Mitochondrial performance enhanced by local protein production

In a groundbreaking study published today in the prestigious journal Cell, MIT professor Jonathan Weissman and postdoc Jingchuan Luo have developed a new tool, LOCL-TL, to study localized protein translation in detail, particularly at mitochondria.

The study identifies two distinct groups of proteins that are locally translated at mitochondria. The first group consists of long proteins (> 400 amino acids) of bacterial origin, present in the ancestor of mitochondria. These proteins begin production anywhere in the cell and get transported to mitochondria after approximately the first 250 amino acids are made.

The production and import of these long proteins tie up the channel for a long time, limiting the import of other proteins. Weissman's lab previously developed a method called proximity-specific ribosome profiling to study localized translation. They adapted this method to respond to blue light instead of biotin, creating the new tool, LOV-BirA, which is fused to the mitochondrion's outer membrane. When activated by blue light, LOV-BirA captures only ribosomes working at mitochondria.

The second group consists of short proteins (< 200 amino acids) that are more recently evolved and have a different mechanism for their localized translation.

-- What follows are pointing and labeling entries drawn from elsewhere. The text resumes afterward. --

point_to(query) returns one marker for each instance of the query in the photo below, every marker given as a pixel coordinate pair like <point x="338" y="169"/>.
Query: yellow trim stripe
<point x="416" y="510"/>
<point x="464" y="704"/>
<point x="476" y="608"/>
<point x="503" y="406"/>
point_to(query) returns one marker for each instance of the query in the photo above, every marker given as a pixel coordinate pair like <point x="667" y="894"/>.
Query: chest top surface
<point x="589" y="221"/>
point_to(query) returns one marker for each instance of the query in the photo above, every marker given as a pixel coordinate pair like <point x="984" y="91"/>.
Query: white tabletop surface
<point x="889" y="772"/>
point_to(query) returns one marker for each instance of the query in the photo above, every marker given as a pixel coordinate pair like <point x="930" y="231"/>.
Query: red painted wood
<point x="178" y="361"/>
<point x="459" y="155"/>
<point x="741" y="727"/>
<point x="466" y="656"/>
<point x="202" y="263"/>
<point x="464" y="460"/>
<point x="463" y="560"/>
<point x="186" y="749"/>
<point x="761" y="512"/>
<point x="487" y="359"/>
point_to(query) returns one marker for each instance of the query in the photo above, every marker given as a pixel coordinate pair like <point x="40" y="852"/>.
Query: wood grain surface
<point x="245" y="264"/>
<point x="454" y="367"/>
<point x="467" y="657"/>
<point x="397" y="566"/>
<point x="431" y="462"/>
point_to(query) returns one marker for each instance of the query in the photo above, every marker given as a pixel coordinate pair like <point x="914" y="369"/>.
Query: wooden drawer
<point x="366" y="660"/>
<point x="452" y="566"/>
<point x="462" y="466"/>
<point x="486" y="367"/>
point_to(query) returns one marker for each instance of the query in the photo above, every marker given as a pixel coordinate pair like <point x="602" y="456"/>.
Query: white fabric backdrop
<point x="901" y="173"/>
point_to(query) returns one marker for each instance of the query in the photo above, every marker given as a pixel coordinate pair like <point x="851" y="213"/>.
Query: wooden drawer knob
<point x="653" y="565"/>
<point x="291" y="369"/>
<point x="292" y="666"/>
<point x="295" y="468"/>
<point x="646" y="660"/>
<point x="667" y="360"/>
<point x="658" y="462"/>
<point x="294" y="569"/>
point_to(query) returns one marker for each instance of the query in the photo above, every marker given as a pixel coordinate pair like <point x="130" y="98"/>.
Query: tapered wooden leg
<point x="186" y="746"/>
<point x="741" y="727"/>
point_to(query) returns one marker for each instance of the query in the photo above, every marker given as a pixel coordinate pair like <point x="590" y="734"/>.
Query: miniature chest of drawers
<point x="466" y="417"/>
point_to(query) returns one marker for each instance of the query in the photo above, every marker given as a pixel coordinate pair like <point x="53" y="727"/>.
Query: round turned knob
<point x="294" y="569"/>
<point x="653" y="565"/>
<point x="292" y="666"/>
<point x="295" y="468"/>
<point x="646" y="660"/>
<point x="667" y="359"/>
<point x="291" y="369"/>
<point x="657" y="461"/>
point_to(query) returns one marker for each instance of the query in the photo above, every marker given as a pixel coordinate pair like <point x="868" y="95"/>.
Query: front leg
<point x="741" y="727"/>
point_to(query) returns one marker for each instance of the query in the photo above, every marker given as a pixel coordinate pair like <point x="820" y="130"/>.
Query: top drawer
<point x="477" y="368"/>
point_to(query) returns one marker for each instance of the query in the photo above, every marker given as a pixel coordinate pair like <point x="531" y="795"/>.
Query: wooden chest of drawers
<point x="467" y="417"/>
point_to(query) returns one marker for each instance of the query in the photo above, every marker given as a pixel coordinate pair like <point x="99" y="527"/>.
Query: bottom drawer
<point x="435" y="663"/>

The researchers identify the RNA binding protein AKAP1 as involved in the recruitment of short proteins to mitochondria. Eliminating AKAP1 leads to the indiscriminate translation of these proteins throughout the cell, causing the loss of various mitochondrial proteins, including those involved in oxidative phosphorylation.

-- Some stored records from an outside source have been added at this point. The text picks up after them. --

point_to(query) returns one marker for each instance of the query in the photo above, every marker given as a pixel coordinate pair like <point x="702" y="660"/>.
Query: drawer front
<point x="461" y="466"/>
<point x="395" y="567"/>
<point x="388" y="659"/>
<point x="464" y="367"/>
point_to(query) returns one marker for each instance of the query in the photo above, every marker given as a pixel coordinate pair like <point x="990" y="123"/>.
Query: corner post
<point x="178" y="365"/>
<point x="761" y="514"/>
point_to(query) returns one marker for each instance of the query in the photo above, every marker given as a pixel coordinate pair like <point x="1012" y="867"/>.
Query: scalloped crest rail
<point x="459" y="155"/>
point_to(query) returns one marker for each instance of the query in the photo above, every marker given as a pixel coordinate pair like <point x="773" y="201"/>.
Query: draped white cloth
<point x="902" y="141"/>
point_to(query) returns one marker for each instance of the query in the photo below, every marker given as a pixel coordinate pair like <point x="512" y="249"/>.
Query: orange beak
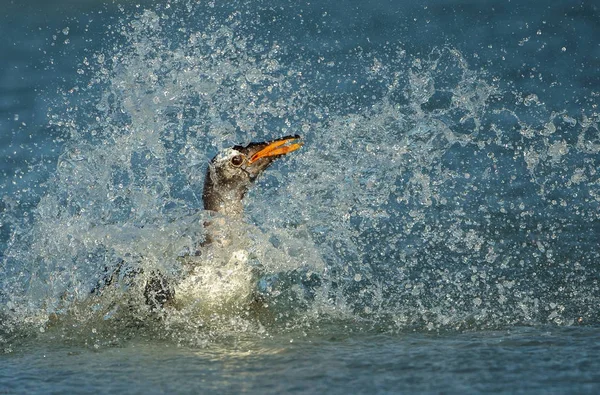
<point x="276" y="148"/>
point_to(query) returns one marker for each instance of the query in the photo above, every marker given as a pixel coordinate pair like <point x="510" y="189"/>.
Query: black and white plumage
<point x="220" y="274"/>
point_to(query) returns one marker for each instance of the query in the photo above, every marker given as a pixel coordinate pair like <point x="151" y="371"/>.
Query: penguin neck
<point x="225" y="199"/>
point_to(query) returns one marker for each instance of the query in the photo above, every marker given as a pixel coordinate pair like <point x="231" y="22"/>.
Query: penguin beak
<point x="278" y="147"/>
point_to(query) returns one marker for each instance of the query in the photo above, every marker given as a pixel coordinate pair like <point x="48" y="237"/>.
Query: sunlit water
<point x="445" y="200"/>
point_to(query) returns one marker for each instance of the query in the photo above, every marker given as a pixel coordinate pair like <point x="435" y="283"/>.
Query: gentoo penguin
<point x="219" y="275"/>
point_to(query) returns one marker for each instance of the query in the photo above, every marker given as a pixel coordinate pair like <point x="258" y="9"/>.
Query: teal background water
<point x="448" y="183"/>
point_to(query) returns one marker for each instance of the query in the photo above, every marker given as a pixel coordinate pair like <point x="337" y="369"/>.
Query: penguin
<point x="219" y="275"/>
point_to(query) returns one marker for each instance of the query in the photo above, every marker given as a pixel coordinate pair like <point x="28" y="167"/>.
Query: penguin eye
<point x="237" y="160"/>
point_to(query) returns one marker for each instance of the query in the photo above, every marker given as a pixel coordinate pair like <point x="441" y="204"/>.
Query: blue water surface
<point x="448" y="187"/>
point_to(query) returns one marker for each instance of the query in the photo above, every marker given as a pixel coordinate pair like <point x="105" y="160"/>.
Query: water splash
<point x="438" y="198"/>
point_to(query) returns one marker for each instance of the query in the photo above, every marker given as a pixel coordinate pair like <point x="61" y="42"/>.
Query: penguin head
<point x="232" y="171"/>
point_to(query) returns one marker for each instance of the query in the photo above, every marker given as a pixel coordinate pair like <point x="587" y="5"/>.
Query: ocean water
<point x="446" y="197"/>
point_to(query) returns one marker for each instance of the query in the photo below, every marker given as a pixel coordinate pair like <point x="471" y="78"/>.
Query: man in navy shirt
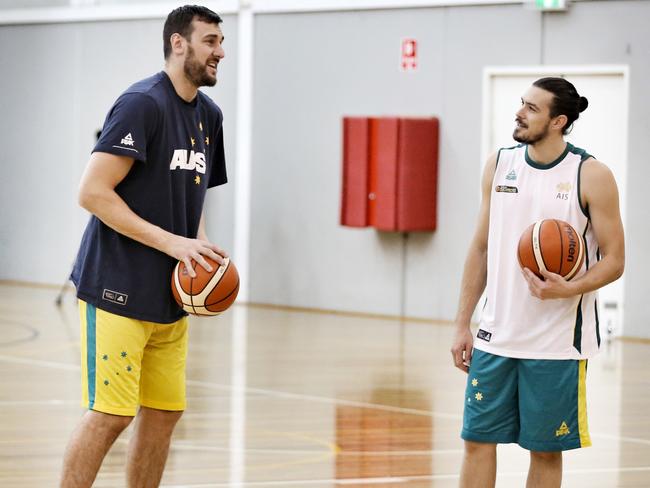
<point x="160" y="148"/>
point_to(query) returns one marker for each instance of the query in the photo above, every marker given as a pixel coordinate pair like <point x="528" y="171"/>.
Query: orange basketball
<point x="209" y="293"/>
<point x="553" y="245"/>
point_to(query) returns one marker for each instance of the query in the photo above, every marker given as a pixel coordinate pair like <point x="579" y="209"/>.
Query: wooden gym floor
<point x="280" y="398"/>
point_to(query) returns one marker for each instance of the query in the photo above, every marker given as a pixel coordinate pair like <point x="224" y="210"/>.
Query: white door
<point x="601" y="130"/>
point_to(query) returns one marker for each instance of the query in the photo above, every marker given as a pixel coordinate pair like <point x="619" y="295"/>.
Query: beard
<point x="196" y="72"/>
<point x="530" y="138"/>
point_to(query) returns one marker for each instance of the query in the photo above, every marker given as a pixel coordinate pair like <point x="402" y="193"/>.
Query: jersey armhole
<point x="583" y="207"/>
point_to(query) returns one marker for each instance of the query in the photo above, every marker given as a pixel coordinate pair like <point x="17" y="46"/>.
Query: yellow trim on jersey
<point x="583" y="427"/>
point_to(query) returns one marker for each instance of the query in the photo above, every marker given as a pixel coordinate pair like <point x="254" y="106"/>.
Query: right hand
<point x="461" y="350"/>
<point x="186" y="249"/>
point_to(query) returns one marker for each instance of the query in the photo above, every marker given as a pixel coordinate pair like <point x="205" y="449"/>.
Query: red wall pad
<point x="354" y="196"/>
<point x="417" y="177"/>
<point x="383" y="173"/>
<point x="390" y="173"/>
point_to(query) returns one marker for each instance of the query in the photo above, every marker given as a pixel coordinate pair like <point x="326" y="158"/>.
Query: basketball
<point x="210" y="293"/>
<point x="553" y="245"/>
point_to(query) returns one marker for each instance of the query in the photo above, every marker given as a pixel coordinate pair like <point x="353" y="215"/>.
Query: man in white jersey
<point x="527" y="364"/>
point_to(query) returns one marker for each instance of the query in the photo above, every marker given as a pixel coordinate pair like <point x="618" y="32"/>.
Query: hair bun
<point x="584" y="103"/>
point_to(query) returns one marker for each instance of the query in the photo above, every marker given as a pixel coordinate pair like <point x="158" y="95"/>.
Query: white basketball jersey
<point x="513" y="322"/>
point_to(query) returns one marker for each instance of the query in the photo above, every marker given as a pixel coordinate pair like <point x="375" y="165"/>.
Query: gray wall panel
<point x="435" y="263"/>
<point x="69" y="96"/>
<point x="38" y="131"/>
<point x="311" y="70"/>
<point x="297" y="147"/>
<point x="625" y="41"/>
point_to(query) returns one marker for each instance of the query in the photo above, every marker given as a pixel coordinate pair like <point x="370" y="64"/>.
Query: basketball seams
<point x="559" y="231"/>
<point x="213" y="282"/>
<point x="222" y="277"/>
<point x="235" y="289"/>
<point x="537" y="247"/>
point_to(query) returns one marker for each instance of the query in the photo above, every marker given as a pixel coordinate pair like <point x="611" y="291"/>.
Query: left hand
<point x="553" y="286"/>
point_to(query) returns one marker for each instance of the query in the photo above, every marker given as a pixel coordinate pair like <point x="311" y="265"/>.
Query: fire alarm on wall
<point x="409" y="58"/>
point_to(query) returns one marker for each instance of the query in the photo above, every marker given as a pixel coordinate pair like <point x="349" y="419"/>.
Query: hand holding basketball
<point x="550" y="253"/>
<point x="186" y="249"/>
<point x="208" y="292"/>
<point x="551" y="245"/>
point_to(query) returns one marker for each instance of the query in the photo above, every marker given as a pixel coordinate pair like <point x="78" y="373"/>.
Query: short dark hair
<point x="566" y="100"/>
<point x="180" y="20"/>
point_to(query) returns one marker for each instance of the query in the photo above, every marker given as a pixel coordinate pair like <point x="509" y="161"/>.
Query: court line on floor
<point x="299" y="396"/>
<point x="398" y="479"/>
<point x="328" y="400"/>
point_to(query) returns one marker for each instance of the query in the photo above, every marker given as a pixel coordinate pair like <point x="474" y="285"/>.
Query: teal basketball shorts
<point x="539" y="404"/>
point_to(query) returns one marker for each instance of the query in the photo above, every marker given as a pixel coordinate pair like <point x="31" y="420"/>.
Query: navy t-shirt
<point x="179" y="154"/>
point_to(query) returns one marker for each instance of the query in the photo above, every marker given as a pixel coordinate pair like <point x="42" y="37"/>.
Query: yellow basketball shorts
<point x="127" y="362"/>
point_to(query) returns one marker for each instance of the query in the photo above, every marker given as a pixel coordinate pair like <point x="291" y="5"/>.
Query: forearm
<point x="473" y="284"/>
<point x="608" y="269"/>
<point x="113" y="211"/>
<point x="201" y="234"/>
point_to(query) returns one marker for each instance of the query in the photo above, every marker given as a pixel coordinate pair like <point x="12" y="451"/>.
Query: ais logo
<point x="184" y="159"/>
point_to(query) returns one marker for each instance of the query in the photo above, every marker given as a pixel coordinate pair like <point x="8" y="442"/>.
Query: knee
<point x="480" y="448"/>
<point x="546" y="457"/>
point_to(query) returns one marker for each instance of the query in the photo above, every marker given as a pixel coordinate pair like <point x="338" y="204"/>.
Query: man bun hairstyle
<point x="180" y="20"/>
<point x="566" y="100"/>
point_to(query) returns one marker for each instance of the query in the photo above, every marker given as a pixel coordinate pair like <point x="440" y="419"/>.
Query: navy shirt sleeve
<point x="218" y="172"/>
<point x="129" y="126"/>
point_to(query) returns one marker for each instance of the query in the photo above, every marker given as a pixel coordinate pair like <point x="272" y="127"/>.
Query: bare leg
<point x="149" y="447"/>
<point x="89" y="444"/>
<point x="545" y="470"/>
<point x="479" y="465"/>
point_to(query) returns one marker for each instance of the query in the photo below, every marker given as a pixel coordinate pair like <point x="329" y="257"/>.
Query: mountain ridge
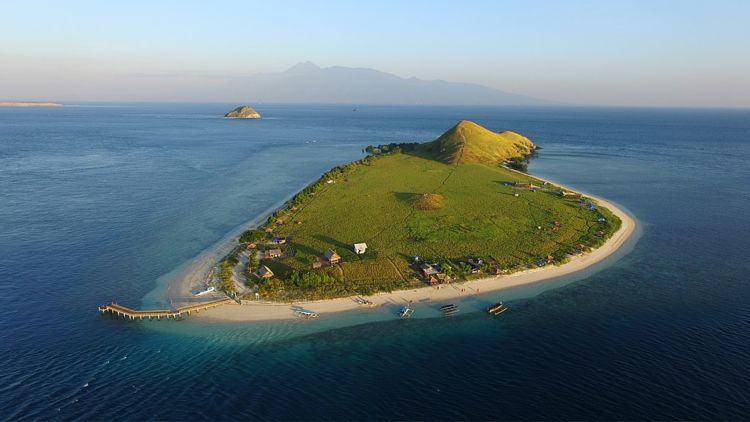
<point x="306" y="82"/>
<point x="468" y="142"/>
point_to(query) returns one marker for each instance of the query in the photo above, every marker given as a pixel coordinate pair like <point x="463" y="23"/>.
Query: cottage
<point x="332" y="257"/>
<point x="360" y="248"/>
<point x="566" y="194"/>
<point x="475" y="263"/>
<point x="443" y="278"/>
<point x="428" y="270"/>
<point x="272" y="254"/>
<point x="264" y="272"/>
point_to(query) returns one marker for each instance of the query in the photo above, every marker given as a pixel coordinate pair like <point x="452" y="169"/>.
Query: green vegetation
<point x="252" y="236"/>
<point x="447" y="202"/>
<point x="467" y="142"/>
<point x="429" y="201"/>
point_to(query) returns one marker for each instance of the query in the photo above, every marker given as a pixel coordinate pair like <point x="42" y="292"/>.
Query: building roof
<point x="360" y="247"/>
<point x="331" y="255"/>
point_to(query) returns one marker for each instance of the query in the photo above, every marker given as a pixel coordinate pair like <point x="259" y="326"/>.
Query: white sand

The mechanism for localized translation of short proteins at mitochondria is different from that in yeast. It occurs at the RNA level, involving specific sequences within regulatory sections of each RNA molecule. Localized translation may help cells manage the interplay between mitochondrial and nuclear protein production.

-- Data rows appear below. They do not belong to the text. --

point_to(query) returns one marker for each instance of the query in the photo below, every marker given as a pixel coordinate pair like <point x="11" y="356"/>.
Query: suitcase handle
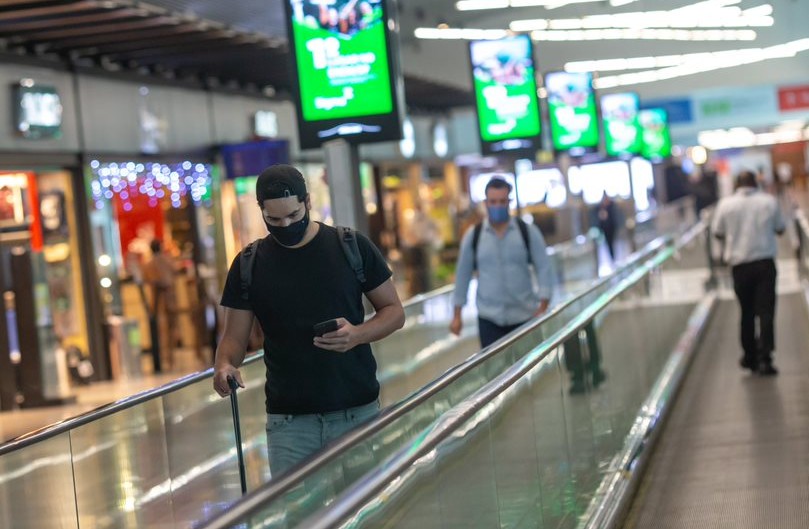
<point x="234" y="405"/>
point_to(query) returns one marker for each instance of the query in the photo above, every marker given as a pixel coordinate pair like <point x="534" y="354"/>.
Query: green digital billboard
<point x="346" y="70"/>
<point x="505" y="94"/>
<point x="655" y="131"/>
<point x="622" y="132"/>
<point x="572" y="110"/>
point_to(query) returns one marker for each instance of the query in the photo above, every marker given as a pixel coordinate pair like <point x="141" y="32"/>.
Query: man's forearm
<point x="229" y="352"/>
<point x="383" y="323"/>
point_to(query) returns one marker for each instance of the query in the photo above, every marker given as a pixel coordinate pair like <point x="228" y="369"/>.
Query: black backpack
<point x="348" y="241"/>
<point x="476" y="237"/>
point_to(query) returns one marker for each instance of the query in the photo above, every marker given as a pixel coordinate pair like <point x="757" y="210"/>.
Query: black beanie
<point x="280" y="181"/>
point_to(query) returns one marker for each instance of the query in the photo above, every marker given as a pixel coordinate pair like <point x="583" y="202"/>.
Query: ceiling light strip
<point x="716" y="61"/>
<point x="591" y="34"/>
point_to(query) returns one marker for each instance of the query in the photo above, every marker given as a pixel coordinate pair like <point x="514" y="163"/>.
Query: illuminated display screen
<point x="38" y="110"/>
<point x="594" y="180"/>
<point x="505" y="93"/>
<point x="573" y="112"/>
<point x="655" y="130"/>
<point x="346" y="75"/>
<point x="622" y="134"/>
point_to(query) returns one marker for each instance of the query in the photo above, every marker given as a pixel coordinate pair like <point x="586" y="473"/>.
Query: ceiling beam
<point x="98" y="29"/>
<point x="50" y="11"/>
<point x="202" y="42"/>
<point x="153" y="43"/>
<point x="126" y="36"/>
<point x="69" y="20"/>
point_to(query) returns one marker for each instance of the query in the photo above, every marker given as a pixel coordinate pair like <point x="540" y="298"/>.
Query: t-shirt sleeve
<point x="376" y="268"/>
<point x="232" y="293"/>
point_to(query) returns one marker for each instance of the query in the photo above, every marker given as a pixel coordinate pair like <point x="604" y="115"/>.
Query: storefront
<point x="132" y="204"/>
<point x="42" y="276"/>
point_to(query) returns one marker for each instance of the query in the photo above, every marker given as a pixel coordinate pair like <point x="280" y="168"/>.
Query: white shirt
<point x="748" y="222"/>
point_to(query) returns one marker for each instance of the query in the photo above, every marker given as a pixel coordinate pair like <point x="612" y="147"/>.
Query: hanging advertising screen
<point x="37" y="110"/>
<point x="505" y="94"/>
<point x="346" y="69"/>
<point x="622" y="134"/>
<point x="655" y="131"/>
<point x="573" y="112"/>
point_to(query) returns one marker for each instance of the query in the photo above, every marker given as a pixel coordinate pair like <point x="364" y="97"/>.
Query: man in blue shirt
<point x="747" y="223"/>
<point x="513" y="286"/>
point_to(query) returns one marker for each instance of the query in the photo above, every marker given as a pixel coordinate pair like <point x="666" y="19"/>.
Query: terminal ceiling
<point x="242" y="43"/>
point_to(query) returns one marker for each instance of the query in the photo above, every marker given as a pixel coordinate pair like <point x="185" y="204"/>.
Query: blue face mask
<point x="498" y="214"/>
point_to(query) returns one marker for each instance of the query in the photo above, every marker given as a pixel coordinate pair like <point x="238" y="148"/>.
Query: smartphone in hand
<point x="325" y="326"/>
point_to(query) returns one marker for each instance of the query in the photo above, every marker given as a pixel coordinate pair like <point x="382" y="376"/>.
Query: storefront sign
<point x="742" y="102"/>
<point x="793" y="98"/>
<point x="505" y="94"/>
<point x="345" y="69"/>
<point x="265" y="124"/>
<point x="656" y="136"/>
<point x="38" y="110"/>
<point x="622" y="133"/>
<point x="572" y="109"/>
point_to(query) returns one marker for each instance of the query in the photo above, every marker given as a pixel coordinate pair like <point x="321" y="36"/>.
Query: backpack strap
<point x="247" y="261"/>
<point x="351" y="249"/>
<point x="475" y="239"/>
<point x="523" y="232"/>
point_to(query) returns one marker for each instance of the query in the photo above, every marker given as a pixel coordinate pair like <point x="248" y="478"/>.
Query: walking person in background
<point x="513" y="269"/>
<point x="747" y="223"/>
<point x="318" y="386"/>
<point x="606" y="218"/>
<point x="159" y="274"/>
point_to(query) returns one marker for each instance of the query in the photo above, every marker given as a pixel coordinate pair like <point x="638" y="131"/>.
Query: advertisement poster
<point x="345" y="72"/>
<point x="656" y="138"/>
<point x="505" y="89"/>
<point x="573" y="113"/>
<point x="622" y="134"/>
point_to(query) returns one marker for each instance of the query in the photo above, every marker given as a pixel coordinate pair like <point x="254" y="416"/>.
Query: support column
<point x="345" y="189"/>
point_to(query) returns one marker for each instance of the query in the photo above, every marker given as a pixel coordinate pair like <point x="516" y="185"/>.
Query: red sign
<point x="793" y="98"/>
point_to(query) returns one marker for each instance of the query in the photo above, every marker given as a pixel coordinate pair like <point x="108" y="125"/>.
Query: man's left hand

Future research will focus on how localized translation affects mitochondrial function and dysfunction in disease, as well as its role in other cellular processes such as embryonic development, neural plasticity, and disease. The challenge was to modify this method to capture only ribosomes at work near mitochondria. The researchers then used a method to extract the sections of RNA inside of the captured ribosomes, which reveals how far along in the process of making a protein the ribosome is when captured.

Mitochondria were once bacteria that lived within cells and have lost their autonomy over time. Understanding the mechanisms of localized protein translation at mitochondria could provide valuable insights into the evolution of these organelles and their essential roles in cellular function.